The contrast is obvious. This old, wandering minstrel goes about alone: he never married. I wander with my wife and daughter. Walter Starkie, though married, goes about with a fiddle across Spain, as he writes in his Spanish Raggle Taggle, mentioning his wife, "As day by day she weaves and unweaves Penelope's web awaiting my return, she will pray that long nights and days of toiling over the plateau lands of Castile living on raw ham and garlic will change my squat, uncourtly figure into a bronzed image of the Apollo Belvedere. Sweet illusion of the female mind! What should we do if our wives ever give up the hope of their dreams? So, work away, seamstress! Let out the girth three inches : I'll not feel ashamed. Nay, I'll console myself with the thought that the best minstrels and story-tellers were gifted with a pleasant rotundity of mind and body; they were able to take the rough with the smooth and relish the swift changes of fortune."

He believes the legend, and is sure that after his death Guru Nanak came back on earth to fetch the seeds of the mustard and maize, for he could not live in Heaven without the sarson sag and the maize bread! Now even the gods are fond of this food, he tells me, as if it were the latest news from Heaven.

“Dreams ever give me a new force,” he says, “my life is the milky way.” And does not the milky way look like life’s well trodden track?

I mark him retouching the old words and tunes here and there. He is an artist in his own right. He has specialised. It has always been my memorable experience to hear him singing.

“Hallo Baba Sundar!”

He smiles at once, as I raise my folded hands in reverence. He seems to say in the words of Walt Whitman, “My tongue, every atom of my blood, formed from this soil; born here of parents the same and their parents the same.” And his sarangi speaks in almost human voice as he sings.

What flower is the best, brother,
What flower the best ?
Yes, you know the cotton flower,
It covers the naked limb, brother.

What footmark is the best, brother,
What footmark the best,
Yes, you know the mark of the water,
It makes the earth fertile, brother.

What colour is the best, brother,
What colour the best?
Yes, you know the colour of the earth,
It gives us bread, brother.

Mother advises Sassi,
Daughter, give up your love for the Baloch.
First half of the night they stay,
Second half of their journey they resume.
Sassi, climb the top of the Katur mount,
Punnun goes with the caravan.
Sassi, you will wander in the desert,
All your life you will shed tears.

He has a song for every mood. Halting a little to find some responsive chord, he tries to lend a  new colour to the old song. Herein lies his art. The stars move orderly on their path, not so his songs. Every time a different note.

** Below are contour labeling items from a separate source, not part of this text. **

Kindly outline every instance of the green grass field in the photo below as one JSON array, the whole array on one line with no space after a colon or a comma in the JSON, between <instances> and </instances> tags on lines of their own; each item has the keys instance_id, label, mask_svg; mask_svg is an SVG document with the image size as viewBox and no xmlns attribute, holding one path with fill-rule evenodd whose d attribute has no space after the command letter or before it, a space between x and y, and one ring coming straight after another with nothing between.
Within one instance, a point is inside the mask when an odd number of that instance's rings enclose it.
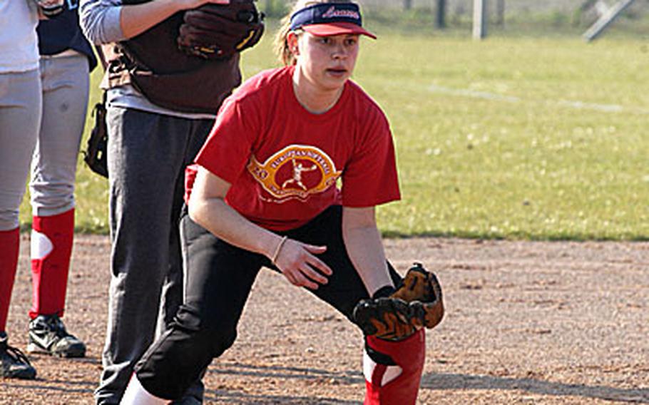
<instances>
[{"instance_id":1,"label":"green grass field","mask_svg":"<svg viewBox=\"0 0 649 405\"><path fill-rule=\"evenodd\" d=\"M403 197L379 209L384 235L649 239L645 41L371 28L354 79L390 120ZM270 42L245 77L277 66ZM80 163L80 232L107 232L106 185Z\"/></svg>"}]
</instances>

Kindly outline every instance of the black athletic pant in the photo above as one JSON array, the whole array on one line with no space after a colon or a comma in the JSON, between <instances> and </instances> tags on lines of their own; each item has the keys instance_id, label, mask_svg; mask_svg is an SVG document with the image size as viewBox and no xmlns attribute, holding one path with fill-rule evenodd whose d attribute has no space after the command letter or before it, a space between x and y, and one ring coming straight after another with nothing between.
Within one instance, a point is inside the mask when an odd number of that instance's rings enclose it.
<instances>
[{"instance_id":1,"label":"black athletic pant","mask_svg":"<svg viewBox=\"0 0 649 405\"><path fill-rule=\"evenodd\" d=\"M299 228L291 239L326 245L319 257L333 270L329 282L305 289L352 320L354 307L368 292L345 250L342 208L332 206ZM186 285L185 302L170 329L154 342L136 367L143 386L156 396L175 399L210 364L232 346L237 324L262 266L275 268L263 255L227 243L190 219L181 222ZM388 264L397 282L400 276ZM275 269L276 270L276 269Z\"/></svg>"}]
</instances>

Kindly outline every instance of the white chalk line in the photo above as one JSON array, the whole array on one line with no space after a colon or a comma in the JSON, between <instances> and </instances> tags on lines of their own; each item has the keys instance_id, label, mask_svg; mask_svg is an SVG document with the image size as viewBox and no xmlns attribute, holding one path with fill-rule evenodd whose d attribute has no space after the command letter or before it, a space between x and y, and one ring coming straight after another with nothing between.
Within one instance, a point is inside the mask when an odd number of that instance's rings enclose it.
<instances>
[{"instance_id":1,"label":"white chalk line","mask_svg":"<svg viewBox=\"0 0 649 405\"><path fill-rule=\"evenodd\" d=\"M442 86L431 85L429 86L429 91L431 93L439 93L442 94L449 94L451 96L458 96L461 97L469 97L471 98L481 98L483 100L491 100L495 101L504 101L506 103L523 103L526 101L538 102L536 100L525 100L520 97L513 96L504 96L488 91L476 91L466 88L452 88ZM570 100L551 101L546 100L544 101L548 104L553 104L559 107L568 107L577 110L591 110L593 111L601 111L603 113L623 113L629 112L637 114L649 114L649 110L640 108L639 107L625 107L618 104L598 104L596 103L585 103L583 101L575 101Z\"/></svg>"}]
</instances>

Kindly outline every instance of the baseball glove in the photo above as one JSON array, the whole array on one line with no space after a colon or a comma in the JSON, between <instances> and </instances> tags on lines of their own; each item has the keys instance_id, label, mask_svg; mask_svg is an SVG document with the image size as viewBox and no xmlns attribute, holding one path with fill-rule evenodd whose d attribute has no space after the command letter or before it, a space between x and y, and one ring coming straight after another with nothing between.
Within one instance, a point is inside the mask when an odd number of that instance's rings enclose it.
<instances>
[{"instance_id":1,"label":"baseball glove","mask_svg":"<svg viewBox=\"0 0 649 405\"><path fill-rule=\"evenodd\" d=\"M365 334L399 341L441 322L441 287L421 264L415 263L392 293L382 294L382 290L379 297L363 299L354 309L354 319Z\"/></svg>"},{"instance_id":2,"label":"baseball glove","mask_svg":"<svg viewBox=\"0 0 649 405\"><path fill-rule=\"evenodd\" d=\"M178 48L188 55L220 59L254 46L264 33L264 14L257 11L253 1L207 4L186 11Z\"/></svg>"}]
</instances>

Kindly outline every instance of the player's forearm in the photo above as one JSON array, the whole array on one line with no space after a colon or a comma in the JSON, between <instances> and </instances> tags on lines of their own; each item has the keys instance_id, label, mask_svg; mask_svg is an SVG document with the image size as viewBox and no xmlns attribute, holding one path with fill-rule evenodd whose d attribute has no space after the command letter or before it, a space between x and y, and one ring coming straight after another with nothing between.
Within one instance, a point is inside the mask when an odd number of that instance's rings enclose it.
<instances>
[{"instance_id":1,"label":"player's forearm","mask_svg":"<svg viewBox=\"0 0 649 405\"><path fill-rule=\"evenodd\" d=\"M370 295L382 287L394 286L376 226L354 226L343 220L342 237L352 263Z\"/></svg>"},{"instance_id":2,"label":"player's forearm","mask_svg":"<svg viewBox=\"0 0 649 405\"><path fill-rule=\"evenodd\" d=\"M222 198L190 200L189 215L194 222L220 239L269 258L282 240L278 235L245 218Z\"/></svg>"},{"instance_id":3,"label":"player's forearm","mask_svg":"<svg viewBox=\"0 0 649 405\"><path fill-rule=\"evenodd\" d=\"M155 0L141 4L122 6L120 26L127 39L136 36L158 23L180 11L175 0Z\"/></svg>"}]
</instances>

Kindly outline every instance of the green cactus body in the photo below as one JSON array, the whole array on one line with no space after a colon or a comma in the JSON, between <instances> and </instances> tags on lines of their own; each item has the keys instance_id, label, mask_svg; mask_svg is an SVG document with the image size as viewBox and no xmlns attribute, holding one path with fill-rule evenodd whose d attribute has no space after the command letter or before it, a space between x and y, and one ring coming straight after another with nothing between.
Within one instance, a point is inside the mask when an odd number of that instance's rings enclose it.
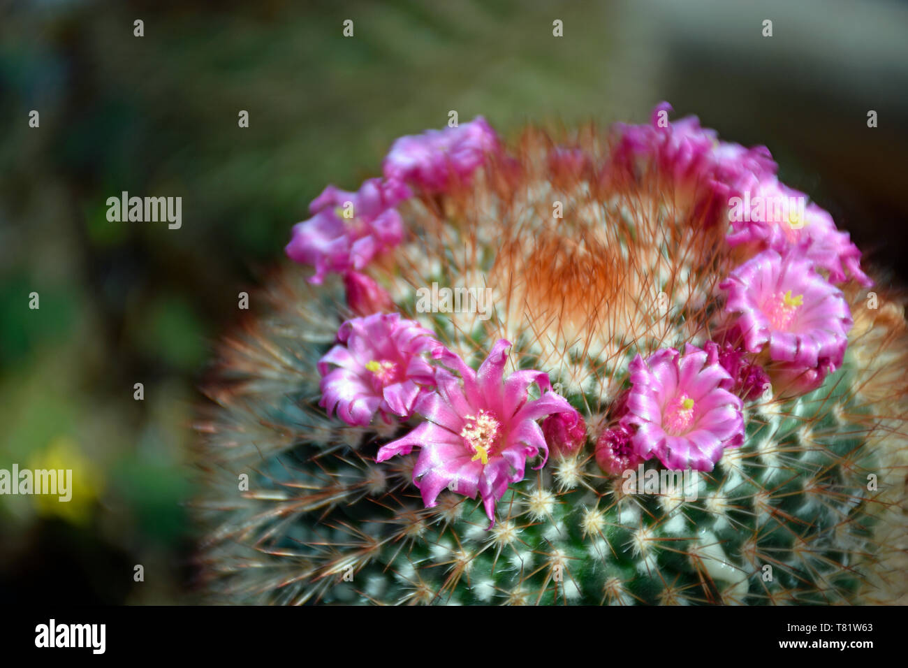
<instances>
[{"instance_id":1,"label":"green cactus body","mask_svg":"<svg viewBox=\"0 0 908 668\"><path fill-rule=\"evenodd\" d=\"M574 140L594 160L607 155L593 131ZM528 132L519 174L491 162L469 186L403 205L410 236L370 274L468 361L499 336L515 342L511 364L560 384L587 444L528 467L491 528L481 503L454 491L424 507L415 453L375 462L415 420L359 427L319 406L317 363L350 316L339 283L310 285L298 267L281 269L206 384L195 507L208 599L772 604L903 595L901 306L881 297L883 307L868 310L865 291L849 284L855 325L844 364L808 394L770 388L746 402L744 444L713 471L668 472L650 460L623 477L603 473L592 444L614 424L630 358L708 338L722 306L716 285L740 258L717 228L702 232L704 214L690 204L699 186L673 193L648 172L597 185L589 174L552 172L548 146ZM553 201L565 211L554 222ZM433 282L489 287L494 313L419 313L417 291ZM659 293L667 304L656 304Z\"/></svg>"}]
</instances>

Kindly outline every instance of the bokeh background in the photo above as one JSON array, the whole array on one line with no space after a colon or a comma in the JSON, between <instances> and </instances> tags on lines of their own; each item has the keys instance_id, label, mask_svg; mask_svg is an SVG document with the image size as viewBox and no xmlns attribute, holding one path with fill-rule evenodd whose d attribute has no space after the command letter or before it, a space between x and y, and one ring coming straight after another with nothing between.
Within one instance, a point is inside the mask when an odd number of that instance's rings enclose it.
<instances>
[{"instance_id":1,"label":"bokeh background","mask_svg":"<svg viewBox=\"0 0 908 668\"><path fill-rule=\"evenodd\" d=\"M326 184L449 110L513 137L668 100L768 145L903 283L906 31L896 0L0 0L0 468L75 476L68 504L0 496L0 603L196 600L212 342ZM182 228L108 222L124 190L182 196Z\"/></svg>"}]
</instances>

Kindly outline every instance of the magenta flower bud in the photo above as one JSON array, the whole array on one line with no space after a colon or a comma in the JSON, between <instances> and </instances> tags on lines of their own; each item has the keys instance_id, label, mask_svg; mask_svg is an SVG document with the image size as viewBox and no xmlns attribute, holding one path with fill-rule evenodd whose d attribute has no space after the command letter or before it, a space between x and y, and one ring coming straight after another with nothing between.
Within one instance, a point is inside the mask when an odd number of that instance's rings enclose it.
<instances>
[{"instance_id":1,"label":"magenta flower bud","mask_svg":"<svg viewBox=\"0 0 908 668\"><path fill-rule=\"evenodd\" d=\"M347 291L347 305L355 315L365 317L394 310L394 302L388 291L365 274L347 272L343 274L343 285Z\"/></svg>"},{"instance_id":2,"label":"magenta flower bud","mask_svg":"<svg viewBox=\"0 0 908 668\"><path fill-rule=\"evenodd\" d=\"M587 423L577 411L555 413L542 421L542 434L555 454L572 454L587 441Z\"/></svg>"},{"instance_id":3,"label":"magenta flower bud","mask_svg":"<svg viewBox=\"0 0 908 668\"><path fill-rule=\"evenodd\" d=\"M618 424L607 429L596 441L596 463L609 475L621 475L625 471L636 469L643 459L634 451L630 429Z\"/></svg>"}]
</instances>

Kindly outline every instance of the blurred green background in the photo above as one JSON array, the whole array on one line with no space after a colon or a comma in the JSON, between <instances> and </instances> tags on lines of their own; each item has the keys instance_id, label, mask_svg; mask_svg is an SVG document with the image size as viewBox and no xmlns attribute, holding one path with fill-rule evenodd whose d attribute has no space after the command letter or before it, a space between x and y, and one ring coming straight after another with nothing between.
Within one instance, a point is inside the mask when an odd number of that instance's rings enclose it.
<instances>
[{"instance_id":1,"label":"blurred green background","mask_svg":"<svg viewBox=\"0 0 908 668\"><path fill-rule=\"evenodd\" d=\"M72 468L75 491L0 496L0 603L194 600L190 427L237 294L326 184L449 110L513 137L669 100L767 145L900 270L905 25L894 0L3 4L0 468ZM124 190L182 196L182 228L108 222Z\"/></svg>"}]
</instances>

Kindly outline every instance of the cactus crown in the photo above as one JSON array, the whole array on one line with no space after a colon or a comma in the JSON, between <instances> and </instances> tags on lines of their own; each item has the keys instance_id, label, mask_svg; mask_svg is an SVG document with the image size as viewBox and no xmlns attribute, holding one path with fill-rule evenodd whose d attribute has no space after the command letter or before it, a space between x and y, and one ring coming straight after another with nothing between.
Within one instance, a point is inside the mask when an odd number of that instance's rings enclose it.
<instances>
[{"instance_id":1,"label":"cactus crown","mask_svg":"<svg viewBox=\"0 0 908 668\"><path fill-rule=\"evenodd\" d=\"M667 109L403 137L312 203L314 274L275 272L205 388L214 600L904 593L902 306L816 204L766 214L803 196L768 151Z\"/></svg>"}]
</instances>

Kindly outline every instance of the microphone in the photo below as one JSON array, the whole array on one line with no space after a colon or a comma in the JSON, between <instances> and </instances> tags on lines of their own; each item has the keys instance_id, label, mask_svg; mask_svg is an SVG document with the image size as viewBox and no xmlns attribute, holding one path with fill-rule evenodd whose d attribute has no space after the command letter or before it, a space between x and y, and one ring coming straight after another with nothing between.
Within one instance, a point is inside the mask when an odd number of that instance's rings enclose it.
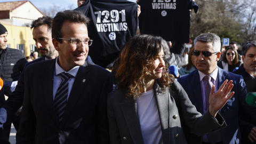
<instances>
[{"instance_id":1,"label":"microphone","mask_svg":"<svg viewBox=\"0 0 256 144\"><path fill-rule=\"evenodd\" d=\"M4 85L4 81L0 77L0 90L2 90L2 88L3 87L3 85Z\"/></svg>"},{"instance_id":2,"label":"microphone","mask_svg":"<svg viewBox=\"0 0 256 144\"><path fill-rule=\"evenodd\" d=\"M249 106L256 107L256 92L248 93L245 101Z\"/></svg>"}]
</instances>

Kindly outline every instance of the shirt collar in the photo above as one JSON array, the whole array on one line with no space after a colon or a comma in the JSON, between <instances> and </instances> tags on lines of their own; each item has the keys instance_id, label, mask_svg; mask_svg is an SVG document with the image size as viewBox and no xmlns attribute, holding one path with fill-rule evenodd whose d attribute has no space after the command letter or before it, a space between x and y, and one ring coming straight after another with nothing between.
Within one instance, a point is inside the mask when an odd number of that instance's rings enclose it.
<instances>
[{"instance_id":1,"label":"shirt collar","mask_svg":"<svg viewBox=\"0 0 256 144\"><path fill-rule=\"evenodd\" d=\"M57 58L56 59L56 61L55 62L55 70L56 71L56 76L61 73L67 72L72 75L73 77L75 77L76 74L77 74L77 71L78 71L79 67L80 66L76 66L68 71L65 71L58 63L57 61L58 60L58 59L59 57L57 57Z\"/></svg>"},{"instance_id":2,"label":"shirt collar","mask_svg":"<svg viewBox=\"0 0 256 144\"><path fill-rule=\"evenodd\" d=\"M218 75L218 71L219 69L218 67L216 67L216 68L213 70L213 71L211 73L209 76L210 76L212 78L214 79L214 81L216 81L216 79L217 79L217 75ZM199 73L199 76L200 77L200 82L202 81L202 79L204 78L204 76L205 76L206 75L203 74L201 71L198 70L198 73Z\"/></svg>"}]
</instances>

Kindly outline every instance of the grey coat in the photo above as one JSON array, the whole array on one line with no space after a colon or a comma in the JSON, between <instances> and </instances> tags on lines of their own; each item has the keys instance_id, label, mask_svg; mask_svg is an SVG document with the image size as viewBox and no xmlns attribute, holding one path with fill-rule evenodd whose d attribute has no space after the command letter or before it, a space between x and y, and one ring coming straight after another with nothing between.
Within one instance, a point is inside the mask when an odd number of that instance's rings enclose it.
<instances>
[{"instance_id":1,"label":"grey coat","mask_svg":"<svg viewBox=\"0 0 256 144\"><path fill-rule=\"evenodd\" d=\"M182 124L197 135L227 126L219 113L214 118L209 111L203 116L197 112L185 91L176 81L169 90L167 88L161 91L156 82L154 89L164 143L187 143ZM144 143L136 100L131 97L125 98L126 93L126 90L120 89L108 94L107 110L110 143Z\"/></svg>"}]
</instances>

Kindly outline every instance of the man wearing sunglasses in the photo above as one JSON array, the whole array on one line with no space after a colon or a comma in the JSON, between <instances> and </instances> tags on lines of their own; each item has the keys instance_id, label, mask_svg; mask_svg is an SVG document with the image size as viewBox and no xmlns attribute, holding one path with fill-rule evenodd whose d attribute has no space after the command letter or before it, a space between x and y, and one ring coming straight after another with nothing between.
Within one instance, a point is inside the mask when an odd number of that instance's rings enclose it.
<instances>
[{"instance_id":1,"label":"man wearing sunglasses","mask_svg":"<svg viewBox=\"0 0 256 144\"><path fill-rule=\"evenodd\" d=\"M248 92L256 92L256 41L249 41L242 48L242 59L244 62L234 74L243 76ZM247 127L240 127L242 132L242 143L255 143L254 137L256 137L256 121L252 119L245 113L241 113L239 117L243 120L254 124L252 129L250 125Z\"/></svg>"},{"instance_id":2,"label":"man wearing sunglasses","mask_svg":"<svg viewBox=\"0 0 256 144\"><path fill-rule=\"evenodd\" d=\"M195 50L193 51L197 70L181 77L178 79L178 81L187 93L197 111L203 114L209 108L209 91L212 87L214 89L214 92L216 92L223 82L226 82L226 79L231 80L234 84L231 91L234 92L234 94L219 111L228 126L204 135L202 143L241 143L241 135L238 127L239 110L243 109L249 114L253 115L252 117L254 119L256 119L256 115L253 114L256 110L245 102L247 90L243 77L217 66L217 62L221 54L220 49L220 38L217 35L207 33L197 37ZM195 138L198 137L191 136L190 139L195 139ZM194 143L200 143L201 142L197 141Z\"/></svg>"},{"instance_id":3,"label":"man wearing sunglasses","mask_svg":"<svg viewBox=\"0 0 256 144\"><path fill-rule=\"evenodd\" d=\"M110 72L86 61L89 19L58 12L52 37L59 56L28 66L17 143L108 143L107 94Z\"/></svg>"}]
</instances>

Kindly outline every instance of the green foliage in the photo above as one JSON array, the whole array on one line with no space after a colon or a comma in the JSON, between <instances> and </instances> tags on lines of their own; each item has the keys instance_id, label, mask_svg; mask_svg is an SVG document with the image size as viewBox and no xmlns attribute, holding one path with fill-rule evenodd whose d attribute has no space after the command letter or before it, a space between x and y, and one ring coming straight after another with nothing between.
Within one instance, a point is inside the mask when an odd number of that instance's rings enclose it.
<instances>
[{"instance_id":1,"label":"green foliage","mask_svg":"<svg viewBox=\"0 0 256 144\"><path fill-rule=\"evenodd\" d=\"M220 38L244 43L256 39L254 0L196 0L197 14L191 12L190 38L211 32Z\"/></svg>"}]
</instances>

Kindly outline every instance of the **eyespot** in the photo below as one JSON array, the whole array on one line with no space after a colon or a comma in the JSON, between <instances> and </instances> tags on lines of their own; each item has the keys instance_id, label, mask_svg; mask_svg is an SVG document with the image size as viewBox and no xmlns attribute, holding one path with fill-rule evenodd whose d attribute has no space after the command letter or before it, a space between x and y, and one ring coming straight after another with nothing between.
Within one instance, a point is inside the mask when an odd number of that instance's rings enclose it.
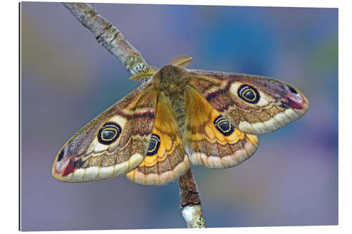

If there is but one attentive soul he would sing better. Every time he is a new man, alive, alert, enthusiastic. There is a pause. The scene changes. The bow chases the past glory of the Punjab. Now gay and intoxicating, now half sobs catching his voice.

The effect of his songs depends largely on his method of delivery. Listening to him, I feel the national spirit never dies, for in his songs lies the bright promise of tomorrow. He rules the scene. His feet are deep in the soil like a tree, yet he moves. I shall always welcome him, as generations of peoples have listened to the wandering minstrel.